According to the Foundation…
The objective of this award is to grow the academic awareness of bluegrass music by encouraging developing academic scholars to present research of high quality to fellow scholars on any aspect of the genre. Developing academic scholars eligible for this award are defined as graduate students in MA or PhD programs and recent PhDs (within five years of degree completion).
Laney’s paper that took the prize is entitled: “Rehistoricization and Performance: a Methodological Approach to (Re) Creating the Bluegrass Genre.” It was presented at the Cultural Studies Association Conference at Tulane University in New Orleans, LA over the May 30-June 1 weekend. It examines Carlton Haney’s iconic “Bluegrass Story” from a feminist perspective.

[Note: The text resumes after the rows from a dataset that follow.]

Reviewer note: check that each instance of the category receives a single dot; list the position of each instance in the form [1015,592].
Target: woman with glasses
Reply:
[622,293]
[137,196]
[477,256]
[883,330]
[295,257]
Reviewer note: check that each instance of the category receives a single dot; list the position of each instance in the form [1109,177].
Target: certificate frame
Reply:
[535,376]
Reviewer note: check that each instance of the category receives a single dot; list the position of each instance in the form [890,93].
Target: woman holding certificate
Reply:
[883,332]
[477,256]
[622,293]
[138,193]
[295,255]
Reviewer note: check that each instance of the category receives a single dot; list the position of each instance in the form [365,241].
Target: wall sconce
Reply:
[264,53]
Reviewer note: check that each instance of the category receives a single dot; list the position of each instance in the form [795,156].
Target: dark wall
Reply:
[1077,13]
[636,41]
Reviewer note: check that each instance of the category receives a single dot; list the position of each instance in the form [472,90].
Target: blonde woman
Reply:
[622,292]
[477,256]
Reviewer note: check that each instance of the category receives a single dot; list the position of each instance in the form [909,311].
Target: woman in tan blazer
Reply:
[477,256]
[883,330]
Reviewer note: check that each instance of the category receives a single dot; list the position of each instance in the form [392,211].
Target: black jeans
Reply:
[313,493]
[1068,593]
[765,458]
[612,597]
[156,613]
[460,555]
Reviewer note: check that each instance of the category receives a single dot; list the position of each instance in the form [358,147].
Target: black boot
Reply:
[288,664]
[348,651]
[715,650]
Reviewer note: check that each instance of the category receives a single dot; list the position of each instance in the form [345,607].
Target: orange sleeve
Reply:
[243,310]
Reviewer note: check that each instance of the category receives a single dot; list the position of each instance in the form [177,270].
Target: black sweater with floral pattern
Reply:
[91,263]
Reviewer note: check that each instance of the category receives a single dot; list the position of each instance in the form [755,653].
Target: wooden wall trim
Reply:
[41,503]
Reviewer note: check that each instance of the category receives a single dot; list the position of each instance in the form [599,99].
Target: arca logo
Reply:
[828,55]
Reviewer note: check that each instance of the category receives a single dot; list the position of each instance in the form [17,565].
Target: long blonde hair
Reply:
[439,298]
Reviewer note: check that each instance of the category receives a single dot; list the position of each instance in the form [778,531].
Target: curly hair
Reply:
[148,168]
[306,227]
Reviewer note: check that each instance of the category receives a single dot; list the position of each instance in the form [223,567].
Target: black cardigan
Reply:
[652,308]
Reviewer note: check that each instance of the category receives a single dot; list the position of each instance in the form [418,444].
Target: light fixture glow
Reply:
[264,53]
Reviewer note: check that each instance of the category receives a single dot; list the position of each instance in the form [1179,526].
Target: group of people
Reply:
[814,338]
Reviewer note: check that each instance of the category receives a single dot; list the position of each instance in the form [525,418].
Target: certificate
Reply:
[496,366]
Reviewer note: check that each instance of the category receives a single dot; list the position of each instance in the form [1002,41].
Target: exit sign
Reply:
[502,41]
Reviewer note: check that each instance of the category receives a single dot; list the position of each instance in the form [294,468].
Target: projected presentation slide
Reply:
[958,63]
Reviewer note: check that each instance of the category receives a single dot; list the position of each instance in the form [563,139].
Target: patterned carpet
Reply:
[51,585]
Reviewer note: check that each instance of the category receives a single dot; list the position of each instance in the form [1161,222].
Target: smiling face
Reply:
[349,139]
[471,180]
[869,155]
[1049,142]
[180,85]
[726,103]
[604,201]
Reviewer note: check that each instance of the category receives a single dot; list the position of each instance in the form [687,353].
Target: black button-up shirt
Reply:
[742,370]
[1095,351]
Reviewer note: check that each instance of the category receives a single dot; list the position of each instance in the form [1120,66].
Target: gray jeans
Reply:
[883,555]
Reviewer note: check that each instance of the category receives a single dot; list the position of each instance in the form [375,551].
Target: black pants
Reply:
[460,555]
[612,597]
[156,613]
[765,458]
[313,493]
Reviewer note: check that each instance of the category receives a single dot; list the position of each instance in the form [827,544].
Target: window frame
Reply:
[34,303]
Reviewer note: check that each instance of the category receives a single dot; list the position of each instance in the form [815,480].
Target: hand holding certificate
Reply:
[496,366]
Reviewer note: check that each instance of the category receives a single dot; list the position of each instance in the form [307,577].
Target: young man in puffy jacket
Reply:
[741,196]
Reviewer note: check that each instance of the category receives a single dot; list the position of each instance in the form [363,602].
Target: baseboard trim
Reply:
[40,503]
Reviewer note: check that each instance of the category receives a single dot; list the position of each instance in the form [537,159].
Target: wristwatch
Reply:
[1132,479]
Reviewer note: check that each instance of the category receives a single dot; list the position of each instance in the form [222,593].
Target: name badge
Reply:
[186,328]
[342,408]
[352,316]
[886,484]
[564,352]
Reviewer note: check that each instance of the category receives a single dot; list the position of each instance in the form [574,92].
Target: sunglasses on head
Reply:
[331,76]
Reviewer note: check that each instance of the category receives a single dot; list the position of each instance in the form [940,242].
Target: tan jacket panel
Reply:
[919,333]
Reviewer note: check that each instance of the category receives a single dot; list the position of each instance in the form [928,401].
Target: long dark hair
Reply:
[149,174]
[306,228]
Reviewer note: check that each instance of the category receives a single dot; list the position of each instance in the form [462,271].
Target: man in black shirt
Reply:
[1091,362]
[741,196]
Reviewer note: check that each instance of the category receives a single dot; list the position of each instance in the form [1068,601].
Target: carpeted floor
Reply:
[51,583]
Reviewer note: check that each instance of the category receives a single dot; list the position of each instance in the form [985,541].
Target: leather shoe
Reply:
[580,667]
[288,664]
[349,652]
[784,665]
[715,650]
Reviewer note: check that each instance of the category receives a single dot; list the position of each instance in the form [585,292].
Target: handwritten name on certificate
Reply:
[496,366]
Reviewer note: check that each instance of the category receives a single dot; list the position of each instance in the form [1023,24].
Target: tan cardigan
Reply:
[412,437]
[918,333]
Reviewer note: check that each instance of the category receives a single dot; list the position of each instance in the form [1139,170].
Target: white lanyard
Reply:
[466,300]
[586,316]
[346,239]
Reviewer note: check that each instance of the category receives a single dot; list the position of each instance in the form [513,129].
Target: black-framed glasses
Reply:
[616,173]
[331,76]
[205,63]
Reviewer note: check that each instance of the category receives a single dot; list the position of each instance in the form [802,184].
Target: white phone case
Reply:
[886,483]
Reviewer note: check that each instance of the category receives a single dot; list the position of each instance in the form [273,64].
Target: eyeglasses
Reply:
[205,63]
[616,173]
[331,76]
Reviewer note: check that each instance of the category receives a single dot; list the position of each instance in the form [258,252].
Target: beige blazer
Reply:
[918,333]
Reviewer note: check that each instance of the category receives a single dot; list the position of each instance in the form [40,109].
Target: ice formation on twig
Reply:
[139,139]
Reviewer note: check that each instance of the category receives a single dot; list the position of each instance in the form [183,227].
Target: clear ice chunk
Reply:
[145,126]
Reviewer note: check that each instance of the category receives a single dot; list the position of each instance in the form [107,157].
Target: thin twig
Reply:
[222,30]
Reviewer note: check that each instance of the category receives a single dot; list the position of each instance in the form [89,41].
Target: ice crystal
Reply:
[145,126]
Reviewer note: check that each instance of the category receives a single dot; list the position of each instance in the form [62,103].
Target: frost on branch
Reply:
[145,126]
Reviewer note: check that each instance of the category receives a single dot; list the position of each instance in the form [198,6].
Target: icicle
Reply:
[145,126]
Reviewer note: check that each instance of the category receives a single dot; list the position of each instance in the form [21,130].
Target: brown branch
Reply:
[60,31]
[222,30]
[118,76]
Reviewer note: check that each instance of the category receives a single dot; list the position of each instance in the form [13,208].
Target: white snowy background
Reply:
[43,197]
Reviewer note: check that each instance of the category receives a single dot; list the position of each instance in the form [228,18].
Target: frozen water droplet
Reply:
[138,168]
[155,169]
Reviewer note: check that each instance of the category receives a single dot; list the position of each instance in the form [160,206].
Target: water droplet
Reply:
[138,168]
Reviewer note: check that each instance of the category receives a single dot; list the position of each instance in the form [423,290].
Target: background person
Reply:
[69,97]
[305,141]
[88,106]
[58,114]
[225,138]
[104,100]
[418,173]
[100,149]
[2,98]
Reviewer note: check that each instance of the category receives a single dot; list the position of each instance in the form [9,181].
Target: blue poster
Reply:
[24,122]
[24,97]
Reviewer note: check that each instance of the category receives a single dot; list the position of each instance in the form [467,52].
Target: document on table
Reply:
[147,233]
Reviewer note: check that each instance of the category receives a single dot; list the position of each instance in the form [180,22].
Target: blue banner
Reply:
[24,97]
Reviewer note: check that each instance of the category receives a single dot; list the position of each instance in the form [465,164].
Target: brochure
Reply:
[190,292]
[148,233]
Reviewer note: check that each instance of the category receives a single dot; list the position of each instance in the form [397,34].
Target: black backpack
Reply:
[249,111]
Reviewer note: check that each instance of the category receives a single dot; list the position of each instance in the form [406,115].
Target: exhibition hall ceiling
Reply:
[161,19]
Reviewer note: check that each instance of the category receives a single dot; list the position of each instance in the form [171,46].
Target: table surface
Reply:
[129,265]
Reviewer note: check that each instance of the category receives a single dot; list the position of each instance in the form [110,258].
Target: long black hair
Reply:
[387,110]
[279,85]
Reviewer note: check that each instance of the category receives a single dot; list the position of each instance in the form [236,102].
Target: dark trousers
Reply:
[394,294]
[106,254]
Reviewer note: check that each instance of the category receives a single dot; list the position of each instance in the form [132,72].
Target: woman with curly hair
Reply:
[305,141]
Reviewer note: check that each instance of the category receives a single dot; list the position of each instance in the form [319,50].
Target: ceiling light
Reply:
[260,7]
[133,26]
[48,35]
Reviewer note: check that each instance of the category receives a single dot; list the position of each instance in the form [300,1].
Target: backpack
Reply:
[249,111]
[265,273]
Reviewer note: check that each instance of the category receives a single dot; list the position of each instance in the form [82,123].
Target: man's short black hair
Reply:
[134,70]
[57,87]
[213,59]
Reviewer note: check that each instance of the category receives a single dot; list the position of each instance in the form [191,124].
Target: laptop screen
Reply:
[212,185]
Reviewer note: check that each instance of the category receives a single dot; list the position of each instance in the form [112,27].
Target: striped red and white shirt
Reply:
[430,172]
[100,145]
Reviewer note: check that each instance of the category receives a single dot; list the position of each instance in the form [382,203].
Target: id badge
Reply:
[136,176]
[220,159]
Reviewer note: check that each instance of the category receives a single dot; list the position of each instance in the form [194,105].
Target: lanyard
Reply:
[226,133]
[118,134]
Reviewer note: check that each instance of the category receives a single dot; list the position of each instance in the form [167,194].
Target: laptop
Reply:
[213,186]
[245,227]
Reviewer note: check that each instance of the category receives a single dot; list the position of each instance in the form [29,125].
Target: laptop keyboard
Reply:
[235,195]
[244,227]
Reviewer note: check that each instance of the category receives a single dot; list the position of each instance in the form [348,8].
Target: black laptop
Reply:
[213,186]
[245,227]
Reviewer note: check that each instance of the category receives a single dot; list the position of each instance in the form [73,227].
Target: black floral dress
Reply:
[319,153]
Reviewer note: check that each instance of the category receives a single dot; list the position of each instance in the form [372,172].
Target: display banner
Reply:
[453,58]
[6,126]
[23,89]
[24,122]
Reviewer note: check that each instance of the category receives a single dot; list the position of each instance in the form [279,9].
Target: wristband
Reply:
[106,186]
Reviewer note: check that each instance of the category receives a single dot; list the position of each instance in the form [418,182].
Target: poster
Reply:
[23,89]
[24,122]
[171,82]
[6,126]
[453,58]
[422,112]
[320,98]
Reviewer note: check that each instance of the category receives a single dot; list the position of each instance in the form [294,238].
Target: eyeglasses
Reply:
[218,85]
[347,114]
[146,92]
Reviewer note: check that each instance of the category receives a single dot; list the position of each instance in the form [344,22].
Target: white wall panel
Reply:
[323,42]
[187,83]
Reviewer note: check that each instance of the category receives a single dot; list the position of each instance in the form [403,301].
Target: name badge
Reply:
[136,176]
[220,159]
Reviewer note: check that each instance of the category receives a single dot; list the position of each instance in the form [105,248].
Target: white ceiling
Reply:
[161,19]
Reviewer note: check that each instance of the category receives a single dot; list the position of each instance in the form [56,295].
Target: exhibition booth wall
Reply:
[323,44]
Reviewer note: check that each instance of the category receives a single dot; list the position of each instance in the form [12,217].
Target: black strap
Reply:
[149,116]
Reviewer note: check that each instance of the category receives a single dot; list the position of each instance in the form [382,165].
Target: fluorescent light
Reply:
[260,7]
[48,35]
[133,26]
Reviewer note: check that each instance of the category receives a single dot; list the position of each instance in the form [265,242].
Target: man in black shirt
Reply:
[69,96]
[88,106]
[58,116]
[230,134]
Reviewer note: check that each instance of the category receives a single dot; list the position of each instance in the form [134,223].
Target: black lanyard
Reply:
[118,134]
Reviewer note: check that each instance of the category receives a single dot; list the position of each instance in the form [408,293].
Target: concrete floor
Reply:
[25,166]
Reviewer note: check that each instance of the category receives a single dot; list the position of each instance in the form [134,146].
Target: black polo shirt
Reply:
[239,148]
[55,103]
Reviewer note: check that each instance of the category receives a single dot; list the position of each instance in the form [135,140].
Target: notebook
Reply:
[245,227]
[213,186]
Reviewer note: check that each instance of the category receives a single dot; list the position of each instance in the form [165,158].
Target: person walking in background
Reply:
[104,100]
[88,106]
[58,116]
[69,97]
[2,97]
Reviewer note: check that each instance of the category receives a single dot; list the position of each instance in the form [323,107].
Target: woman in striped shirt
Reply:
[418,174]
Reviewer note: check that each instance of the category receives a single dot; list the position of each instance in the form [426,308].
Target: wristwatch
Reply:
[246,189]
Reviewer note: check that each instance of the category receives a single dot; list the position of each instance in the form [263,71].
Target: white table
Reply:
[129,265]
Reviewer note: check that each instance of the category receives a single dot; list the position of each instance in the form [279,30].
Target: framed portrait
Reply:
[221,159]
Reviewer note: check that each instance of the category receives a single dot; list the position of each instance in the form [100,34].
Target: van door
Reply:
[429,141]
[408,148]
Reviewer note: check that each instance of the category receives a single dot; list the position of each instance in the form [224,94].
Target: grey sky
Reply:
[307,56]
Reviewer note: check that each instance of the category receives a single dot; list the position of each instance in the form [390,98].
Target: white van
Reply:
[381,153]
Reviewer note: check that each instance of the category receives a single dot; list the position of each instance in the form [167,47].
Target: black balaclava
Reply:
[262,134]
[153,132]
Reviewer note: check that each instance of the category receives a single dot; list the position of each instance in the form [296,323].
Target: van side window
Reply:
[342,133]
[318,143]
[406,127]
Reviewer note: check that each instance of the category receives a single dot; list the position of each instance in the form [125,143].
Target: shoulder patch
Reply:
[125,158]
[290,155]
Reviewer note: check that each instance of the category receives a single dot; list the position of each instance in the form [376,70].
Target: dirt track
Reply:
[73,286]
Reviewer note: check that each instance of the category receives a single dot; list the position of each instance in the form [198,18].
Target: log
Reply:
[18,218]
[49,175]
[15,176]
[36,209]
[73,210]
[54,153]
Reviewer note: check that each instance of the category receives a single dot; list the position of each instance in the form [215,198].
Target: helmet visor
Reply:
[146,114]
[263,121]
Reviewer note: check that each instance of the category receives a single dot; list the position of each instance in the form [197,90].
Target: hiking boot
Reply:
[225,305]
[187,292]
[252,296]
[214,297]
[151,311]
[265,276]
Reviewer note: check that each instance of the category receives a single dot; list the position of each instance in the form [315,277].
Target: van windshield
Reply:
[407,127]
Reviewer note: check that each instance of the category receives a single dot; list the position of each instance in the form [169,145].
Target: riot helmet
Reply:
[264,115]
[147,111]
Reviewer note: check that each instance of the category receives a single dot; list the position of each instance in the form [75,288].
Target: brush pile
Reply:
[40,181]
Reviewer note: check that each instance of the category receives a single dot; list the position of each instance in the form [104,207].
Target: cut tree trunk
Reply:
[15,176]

She describes the paper thusly…
“This paper discusses the methodological findings of my dissertation in which I focus on “the Story,” a staged event curated by folklorist Ralph Rinzler, and a narrative that quickly became the history of bluegrass music. I argue that the quick adoption of a single story highlighted the roles of men and arguably veiled the influence of women and people of color within the genre. Interested in utilizing alternative conceptual approaches to uncover marginalized stories, I combine archival, reflexive interviews, ethnographic, participant observation, and survey methods to disrupt traditional narratives. Specifically, my paper not only asks how bluegrass music festivals began, for whom, and to what end, but focuses on research methods and power structures within the community, reflecting on how histories are created. Attention is focused on the construction of the narrative to allow greater insight into the social desires, political needs, and economic trends of the bluegrass community across time.
This historical aspect of the study is combined with my fieldwork which spans the time period of 2014-2017. This longitudinal study leads me to grapple with the narratives we re-create through scholarly processes of collecting, translating, performing, and archiving shared narratives. It is my assertion that methodological choices often fail to explore the borders between disciplines and communities and the power of methodology. The result is that methods for researching traditional music communities often fail to utilize the same level of criticality as our questions demand. Methods provide the maps for our inquiries and impact. My exploration of a dominant story, the story, through multiple, hidden stories, allows for a narrative shift from the margins to the center, to borrow a phrase from bell hooks. This reflective re-visiting of methods is, I posit, a promising arena of new knowledge in bluegrass scholarship.”
Laney not only studies and writes about bluegrass music, she has it in her blood. Her family have long been bluegrass performers, including her uncle Glenn Laney who was a member of The Knoxville Grass, and brother Colby Laney, formerly with Volume Five and the Larry Stephenson Band.
The 2019 selection committee for the Rosenberg Bluegrass Scholarship Award was chaired by Dr. Travis Stimeling of the University of West Virginia, with input from Dr. Kristine McCusker of Middle Tennessee State University, and Tim Stafford of East Tennessee State University and Blue Highway.
The mission of the IBMA Foundation is to bundle individual and association donations and direct them to non-profit organizations that support and foster bluegrass music-related arts and culture, education, literary work, and historic preservation. They depend on these donations for their annual grants. More details can be found online.
Mary Tyler Doub of the Grey Fox Bluegrass Festival was the sponsor for the 2019 Award. She has been an active member of the bluegrass community and the IBMA since the beginning, and received the organization’s Distinguished Achievement Award in 1997.
Congratulations to Dr. Laney, and many thanks to the IBMA Foundation for the terrific work they do.